Three episodes into Daredevil‘s first season and so far we’ve seen one hour focusing on Matt Murdock as a lawyer, and one hour focusing on him as the man without fear himself. Now, in “Rabbit in a Snowstorm” we get to see the beautiful melding of these two worlds. Do the Daredevil powers help Murdock in his day-to-day life as the blind attorney partner in Nelson & Murdock? Does Murdock feel guilty being the crime-fighting Daredevil at night, yet representing scummy clients during the day? Can a bowling ball be used as an effective bludgeoning weapon? The answer to all three questions is a resounding yes.
The episode opens on a scene that sets the rest of the events into motion. A balding gentleman, John Healy, purposefully antagonizes another man in a bowling alley, goes to shoot him, and ends up having to bash his head in with a bowling ball – but not after performing a few gruesome arm-breaking maneuvers. It felt a tad out of a place in a show with such a serious tone as Daredevil, but I do really enjoy the quick Tarantino-esque flashback scene showing Healy purchasing the gun before the whole thing went down. We see him buy the gun, say he wants a revolver because it wouldn’t jam, then is assured without a doubt that this gun he is receiving won’t jam.
Well, wouldn’t you know it, back to present day and it jams. It’s a bit of a long setup for the joke, but it works. Not to mention it also gives credence to the fact that the gun jams instead of it just being a freak occurrence. From there, with Healy’s initial plan of shooting the guy now out the window, the two fight in another well-choreographed and brutal scene until the cops are called and he quickly surrenders and demands a lawyer.
While this episode does blend the two worlds quite nicely, it is definitely on the lawyer side of storytelling. A large majority of it is based around Murdock and Foggy Nelson dealing with this mysterious, obviously guilty, client as well as Kingpin’s right hand man Wesley imploring the two to represent Healy in court. We know it’s James Wesley, that is, but of course Nelson and Murdock have no clue – he’s just some guy who gave them a huge check to represent his client.
This all serves as mostly interchangeable setup to get to the meat of the episode which is setting up the fear that Hell’s Kitchen and its inhabitants hold in regards to Kingpin. Writers, lawyers, murderers, guns-for-hire, you name it. Hell, even a woman whose husband was murdered took a lump sum of money to never talk about it again out of fear. Everyone in Hell’s Kitchen knows not to mess with him, and “Rabbit in a Snowstorm” goes to great lengths to establish this fact.

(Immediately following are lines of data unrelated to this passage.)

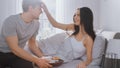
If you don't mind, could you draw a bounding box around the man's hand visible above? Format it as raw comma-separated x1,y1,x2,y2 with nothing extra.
35,58,52,68
77,62,87,68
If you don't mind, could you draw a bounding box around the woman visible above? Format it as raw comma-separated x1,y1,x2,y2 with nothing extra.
41,2,96,68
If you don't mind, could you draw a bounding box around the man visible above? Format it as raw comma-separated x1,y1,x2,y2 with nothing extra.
0,0,52,68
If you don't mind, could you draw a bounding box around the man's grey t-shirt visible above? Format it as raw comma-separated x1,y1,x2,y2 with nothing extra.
0,14,39,53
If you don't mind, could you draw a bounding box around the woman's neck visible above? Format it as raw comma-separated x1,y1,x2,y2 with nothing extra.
79,25,87,35
74,26,87,40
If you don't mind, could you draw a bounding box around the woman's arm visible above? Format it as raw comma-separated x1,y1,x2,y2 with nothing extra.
41,2,74,31
78,36,93,68
84,36,93,65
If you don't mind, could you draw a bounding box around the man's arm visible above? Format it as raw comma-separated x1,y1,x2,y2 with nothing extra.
28,37,44,57
5,36,52,68
6,36,39,63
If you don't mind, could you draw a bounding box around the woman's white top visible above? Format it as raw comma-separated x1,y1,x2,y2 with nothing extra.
37,35,87,63
55,36,86,62
70,36,86,59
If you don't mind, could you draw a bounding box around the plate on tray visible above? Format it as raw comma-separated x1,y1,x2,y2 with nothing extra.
42,56,64,67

While doing so, it also opens for Murdock to really use his Daredevil powers as both a way to subdue criminals, and almost cheat his way to victory in the courtroom.
One thing in particular that is shown effectively is just how Murdock uses those powers in his day-to-day job. While he obviously can’t just sense where the judge is and start kicking her in the throat – as he does when he normally uses his powers – he can tell when someone is lying or nervous, which obviously comes in handy in a courtroom situation. In the case of this episode he can tell when a particular juror is anxious when Wesley enters the courtroom. How does he know she is nervous? He can hear her heartbeat begin to race. How does he know Wesley entered the room? He can hear the watch ticking that he remembers from when the two met earlier. It’s an effective way to show the kind of connections that Murdock can make sans sight, without having blatant dialogue coming right out and saying that he knows something is up. Daredevil assumes you can get this information on your own from the context clues they can give you, and the story is richer for that fact.
On the other end of the spectrum, Murdock continues to be a stick in the ass of everyone acting as the Daredevil. When he discovers that particularly nervous juror has a sex tape she doesn’t want leaked, he intimidates a lowly thug into leaving town and ditching the idea of blackmailing her in an instant – again because he’s scared of getting in the way of Kingpin, or anyone related to Kingpin. This is one of the very few Daredevil-focused scenes in the episode, but it works well, and the fighting is as quick and crisp as ever. In particular, I like how Murdock escapes by just punching the thug in the face then running. No magic puffy smoke or other weird way to disappear, he’s an extremely life-like hero, even when escaping a situation.
While a lot of the episode does focus on Murdock for obvious reasons, I’m really liking the characterization of Foggy. In particular, I really like that he’s a total goofball weirdo outside of the courtoom, but when he’s working, he’s someone you could take seriously as a lawyer. This is a crucial step a lot of similar characters in similar shows miss on when it comes to creating a fun character with a serious job, but Daredevil nails it.
This all leads up to the big dramatic entrance of Kingpin into the world of Daredevil. As is the rest of his build up, his reveal is mysterious and full of tension. Nothing violent actually happens, but with all the lead up to how ruthless and murderous he is, I was expecting the white painting he was viewing to be covered red soon enough. Now that the (presumably) main villain of the show is on board, and we’ve seen just about every aspect of Matthew Murdock we can, I’m excited to see where the show goes from here. Enough set up, time to get into the nitty gritty of defending Hell’s Kitchen.